While our initial modelling procedures involved an ordinary logistic regression model, we looked at a number of procedures to correct for the impact of clustering [Reference Schukken19, Reference Dohoo, Martin and Stryhn21]. We employed the following two techniques that adjusted the variance estimates but not the coefficient estimates themselves: robust variance estimates based on Huber–White/sandwich variance estimates that are less sensitive to the assumption of independence; and robust variance estimates with a ‘cluster’ option that specifies that observations are independent across groups (i.e. cluster) but not necessarily within groups [Reference Dohoo, Martin and Stryhn21]. The following models adjusted both the coefficient estimates and the variances: a weighted logistic regression model where a weight was applied to each observation that was the inverse of the number of cases within an outbreak or one if the case was sporadic; GEE with an exchangeable correlation structure; and random intercept models using various algorithms [Reference Dohoo, Martin and Stryhn21]. Random intercept models were performed/attempted using: various combinations of predictive quasi-likelihood (PQL) or marginal quasi-likelihood (MQL), and first- or second-order derivatives of the Taylor series expansion for linearization prior to the use of re-weighted iterative generalized least squares (RIGLS); the Monte Carlo Markov Chain (MCMC) method; and generalized linear latent and mixed models (GLLAMM) [Reference Goldstein20, Reference Skrondal and Rabe-Hesketh23]. In addition, we controlled for clustering prior to building a logistic model by randomly selecting one case from each outbreak. This procedure was performed five times to determine whether the coefficients calculated for each variable were relatively stable among iterations.

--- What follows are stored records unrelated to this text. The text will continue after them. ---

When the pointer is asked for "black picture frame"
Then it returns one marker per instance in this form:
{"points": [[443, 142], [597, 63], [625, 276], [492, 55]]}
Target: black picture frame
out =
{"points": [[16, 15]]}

Residual analyses were performed for the ordinary logistic regression model and the random effects model produced using RIGLS, PQL, and first-order derivatives of the Taylor series expansion. Residuals were inspected for extreme standardized residuals, high leverage, and high influence. All statistical analyses were performed using Intercooled Stata 8.0 for Windows (Stata Corp., College Station, TX, USA) except for the random effects models involving quasi-likelihood or MCMC methods which were performed using MLwiN 2.02 (Institute of Education, London, UK). The weights for the weighted logistic regression were applied using an ‘iweight’ option. The weights were applied to the likelihood function in a manner similar to those used to adjust for different probabilities of being sampled [24].
RESULTS
Based on univariable statistics the following variables had a statistically significant association with the dependent variable (i.e. outbreak/sporadic): age, outbreak cluster, case year, mode and site of transmission (Table 1). The correlations among all the independent variables used in our study never exceeded 0·8. Age was log transformed (natural log) since it did not have a linear relationship with the outcome based on a log odds plot.
For categorical variables, the number of cases and their relative proportions (in parentheses) are indicated. In the case of continuous variables (i.e. age), the mean and standard deviation (in parentheses) are indicated. t tests and χ2 statistics were used for continuous and categorical variables, respectively.
Within the ordinary logistic regression model the following variables were not statistically significant based on a likelihood ratio test (χ2=11·81, d.f.=11, P=0·38) and were removed from the full model: sex, hospitalization, case year, temporal cluster, and site of transmission. These terms did not have a confounding effect on the remaining significant variables. A square term for the log of age in years (χ2=3·13, d.f.=1, P=0·077), and interaction terms among age and sex (χ2=0·02; d.f.=1; P=0·90), age and mode of transmission (χ2=3·54, d.f.=4, P=0·47), sex and mode of transmission (χ2=3·23, d.f.=4, P=0·52), age and site of transmission (χ2=4·13, d.f.=5, P=0·53), and sex and site of transmission (χ2=6·47, d.f.=5, P=0·26) were also statistically non-significant when added to the full ordinary logistic regression model. The model-building process for the various logistic models designed to control for clustering resulted in models with the same fixed effects.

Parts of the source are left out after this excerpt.